Não podemos esquecer ainda a Resolução CFP nº 018/2002, que estabelece normas de atuação dos psicólogos com relação ao preconceito e discriminação raciais. E o CRP-RJ participa do GT Nacional Evidenciar a Resolução CFP nº 018/2002. Talvez seja oportuno problematizar a necessidade de uma resolução para que haja envolvimento dos “psis” no combate ao racismo e outras formas de intolerância! Porém, deve-se considerar que há bem pouco tempo o Estado brasileiro reconheceu ser o racismo um dos determinantes das desigualdades sociais (final do século XIX). É incrível, mas é só no século XXI que de fato o debate começa a ganhar corpo na sociedade e surgem políticas públicas voltadas para a população negra.

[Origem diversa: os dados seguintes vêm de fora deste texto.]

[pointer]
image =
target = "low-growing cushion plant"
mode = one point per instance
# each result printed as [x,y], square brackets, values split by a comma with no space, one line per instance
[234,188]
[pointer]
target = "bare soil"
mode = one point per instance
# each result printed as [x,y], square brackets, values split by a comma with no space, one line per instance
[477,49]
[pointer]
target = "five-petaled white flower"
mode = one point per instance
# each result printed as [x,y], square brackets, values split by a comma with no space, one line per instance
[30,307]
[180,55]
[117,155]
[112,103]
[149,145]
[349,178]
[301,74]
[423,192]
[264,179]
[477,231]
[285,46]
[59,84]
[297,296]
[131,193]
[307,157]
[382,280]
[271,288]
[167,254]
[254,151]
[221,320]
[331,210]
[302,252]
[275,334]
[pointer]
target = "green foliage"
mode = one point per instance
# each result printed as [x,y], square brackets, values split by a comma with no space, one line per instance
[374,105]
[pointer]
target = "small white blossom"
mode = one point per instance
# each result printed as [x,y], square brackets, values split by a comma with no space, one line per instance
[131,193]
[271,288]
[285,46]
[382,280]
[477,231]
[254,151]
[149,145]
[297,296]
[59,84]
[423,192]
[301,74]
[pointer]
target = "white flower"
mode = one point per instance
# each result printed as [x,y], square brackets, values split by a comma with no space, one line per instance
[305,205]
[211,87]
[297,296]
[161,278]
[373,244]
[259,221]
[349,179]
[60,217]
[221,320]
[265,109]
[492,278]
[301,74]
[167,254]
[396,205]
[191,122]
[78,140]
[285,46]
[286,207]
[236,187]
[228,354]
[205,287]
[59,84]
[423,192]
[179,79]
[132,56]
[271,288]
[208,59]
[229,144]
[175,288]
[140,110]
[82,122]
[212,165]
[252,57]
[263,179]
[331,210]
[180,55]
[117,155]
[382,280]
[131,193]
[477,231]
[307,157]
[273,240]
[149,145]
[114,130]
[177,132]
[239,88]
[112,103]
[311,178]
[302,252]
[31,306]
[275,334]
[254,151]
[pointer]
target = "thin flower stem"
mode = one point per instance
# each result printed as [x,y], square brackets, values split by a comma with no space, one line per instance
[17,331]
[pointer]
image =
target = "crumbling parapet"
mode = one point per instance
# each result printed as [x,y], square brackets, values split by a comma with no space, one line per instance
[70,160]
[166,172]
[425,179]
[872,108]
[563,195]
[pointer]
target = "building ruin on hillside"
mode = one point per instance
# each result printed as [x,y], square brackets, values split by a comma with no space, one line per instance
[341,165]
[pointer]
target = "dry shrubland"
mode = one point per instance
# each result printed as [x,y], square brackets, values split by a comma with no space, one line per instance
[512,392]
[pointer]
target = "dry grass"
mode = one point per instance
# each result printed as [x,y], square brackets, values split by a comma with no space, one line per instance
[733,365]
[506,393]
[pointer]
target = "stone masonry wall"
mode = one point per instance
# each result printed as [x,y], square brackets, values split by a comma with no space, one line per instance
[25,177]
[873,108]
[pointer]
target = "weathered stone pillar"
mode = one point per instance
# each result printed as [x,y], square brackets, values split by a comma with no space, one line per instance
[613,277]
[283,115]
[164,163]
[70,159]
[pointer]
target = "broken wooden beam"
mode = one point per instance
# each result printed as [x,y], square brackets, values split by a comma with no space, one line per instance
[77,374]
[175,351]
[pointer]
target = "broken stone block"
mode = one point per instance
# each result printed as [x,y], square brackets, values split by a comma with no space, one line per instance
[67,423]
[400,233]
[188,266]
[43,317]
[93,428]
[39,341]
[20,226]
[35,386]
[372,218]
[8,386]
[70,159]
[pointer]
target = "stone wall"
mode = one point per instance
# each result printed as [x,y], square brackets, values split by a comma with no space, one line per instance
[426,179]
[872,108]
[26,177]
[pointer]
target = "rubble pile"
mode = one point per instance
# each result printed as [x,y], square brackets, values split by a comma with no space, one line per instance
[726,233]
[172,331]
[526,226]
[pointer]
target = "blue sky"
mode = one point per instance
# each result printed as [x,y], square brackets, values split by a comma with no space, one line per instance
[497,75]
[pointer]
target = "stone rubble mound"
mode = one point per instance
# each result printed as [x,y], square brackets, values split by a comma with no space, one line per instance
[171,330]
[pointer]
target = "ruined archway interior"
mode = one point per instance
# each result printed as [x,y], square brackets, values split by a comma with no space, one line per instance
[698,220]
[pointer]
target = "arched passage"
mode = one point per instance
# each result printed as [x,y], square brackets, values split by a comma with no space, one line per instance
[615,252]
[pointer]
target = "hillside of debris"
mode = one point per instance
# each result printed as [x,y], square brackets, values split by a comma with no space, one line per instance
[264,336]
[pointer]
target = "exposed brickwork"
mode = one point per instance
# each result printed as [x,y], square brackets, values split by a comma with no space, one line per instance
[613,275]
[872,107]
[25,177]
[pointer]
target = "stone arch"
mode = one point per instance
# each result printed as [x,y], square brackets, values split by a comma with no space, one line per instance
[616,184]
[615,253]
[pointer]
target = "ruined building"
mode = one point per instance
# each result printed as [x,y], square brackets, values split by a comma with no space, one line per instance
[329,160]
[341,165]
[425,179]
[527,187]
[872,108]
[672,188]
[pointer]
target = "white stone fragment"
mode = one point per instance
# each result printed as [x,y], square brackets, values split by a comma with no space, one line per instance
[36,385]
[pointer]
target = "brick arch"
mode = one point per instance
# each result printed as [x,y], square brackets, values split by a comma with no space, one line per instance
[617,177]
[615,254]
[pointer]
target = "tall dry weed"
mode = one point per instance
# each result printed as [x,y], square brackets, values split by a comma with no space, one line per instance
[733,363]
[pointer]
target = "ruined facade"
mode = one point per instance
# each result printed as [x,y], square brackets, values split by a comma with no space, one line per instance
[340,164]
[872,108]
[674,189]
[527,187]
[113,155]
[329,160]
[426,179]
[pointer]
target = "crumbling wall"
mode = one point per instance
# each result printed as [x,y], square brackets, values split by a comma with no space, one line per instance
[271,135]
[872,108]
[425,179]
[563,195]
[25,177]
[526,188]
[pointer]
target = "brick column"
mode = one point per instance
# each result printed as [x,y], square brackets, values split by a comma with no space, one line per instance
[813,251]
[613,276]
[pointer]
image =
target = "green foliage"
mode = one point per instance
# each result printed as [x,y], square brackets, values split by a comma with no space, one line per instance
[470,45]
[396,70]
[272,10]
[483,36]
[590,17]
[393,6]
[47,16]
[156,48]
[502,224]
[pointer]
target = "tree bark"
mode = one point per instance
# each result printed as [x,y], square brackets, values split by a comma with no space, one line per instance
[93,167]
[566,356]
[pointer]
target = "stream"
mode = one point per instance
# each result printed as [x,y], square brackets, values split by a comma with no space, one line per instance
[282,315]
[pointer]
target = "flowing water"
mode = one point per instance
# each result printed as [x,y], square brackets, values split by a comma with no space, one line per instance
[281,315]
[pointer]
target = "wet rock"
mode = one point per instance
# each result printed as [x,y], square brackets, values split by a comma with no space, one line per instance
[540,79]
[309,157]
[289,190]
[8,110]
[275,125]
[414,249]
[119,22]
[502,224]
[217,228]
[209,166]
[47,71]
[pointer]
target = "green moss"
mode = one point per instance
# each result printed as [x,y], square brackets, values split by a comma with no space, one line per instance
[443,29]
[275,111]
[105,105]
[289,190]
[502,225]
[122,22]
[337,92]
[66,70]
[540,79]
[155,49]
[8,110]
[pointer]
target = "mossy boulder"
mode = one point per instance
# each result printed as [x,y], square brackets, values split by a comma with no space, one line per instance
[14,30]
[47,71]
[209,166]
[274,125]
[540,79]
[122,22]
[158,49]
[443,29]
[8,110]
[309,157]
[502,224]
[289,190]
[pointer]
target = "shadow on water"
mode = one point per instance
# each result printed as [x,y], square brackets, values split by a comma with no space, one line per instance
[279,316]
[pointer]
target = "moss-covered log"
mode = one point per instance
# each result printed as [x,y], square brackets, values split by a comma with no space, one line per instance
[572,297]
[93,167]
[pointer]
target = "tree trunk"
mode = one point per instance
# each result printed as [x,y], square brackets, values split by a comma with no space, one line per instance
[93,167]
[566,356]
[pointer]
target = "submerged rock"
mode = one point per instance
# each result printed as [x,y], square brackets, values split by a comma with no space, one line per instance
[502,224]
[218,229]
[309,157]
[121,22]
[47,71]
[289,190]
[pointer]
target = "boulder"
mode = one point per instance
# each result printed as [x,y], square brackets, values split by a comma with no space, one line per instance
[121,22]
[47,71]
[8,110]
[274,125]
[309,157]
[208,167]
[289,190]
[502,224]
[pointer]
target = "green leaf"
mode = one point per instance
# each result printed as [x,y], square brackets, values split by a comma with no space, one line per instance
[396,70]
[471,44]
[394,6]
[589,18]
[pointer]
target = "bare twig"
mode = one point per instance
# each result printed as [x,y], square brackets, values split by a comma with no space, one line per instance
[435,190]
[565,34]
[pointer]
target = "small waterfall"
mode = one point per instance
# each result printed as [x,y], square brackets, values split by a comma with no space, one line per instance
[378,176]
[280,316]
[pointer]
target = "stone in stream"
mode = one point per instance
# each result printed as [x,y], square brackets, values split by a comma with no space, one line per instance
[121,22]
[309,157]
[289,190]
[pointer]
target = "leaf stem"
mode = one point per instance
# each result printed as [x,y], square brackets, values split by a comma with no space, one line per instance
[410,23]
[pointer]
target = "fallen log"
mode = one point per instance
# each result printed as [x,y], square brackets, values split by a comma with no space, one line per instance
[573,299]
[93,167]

Penso que cabe à Psicologia e aos “psis” buscar cada vez mais comprometer-se com o tema das relações raciais e contribuir mais para que tenhamos uma sociedade na qual a diversidade humana seja entendida como riqueza. Nesse sentido, o CRP-RJ tem apoiado diversas iniciativas de promoção desse debate com a categoria assim como as lutas dos movimentos sociais comprometidos com o combate ao racismo.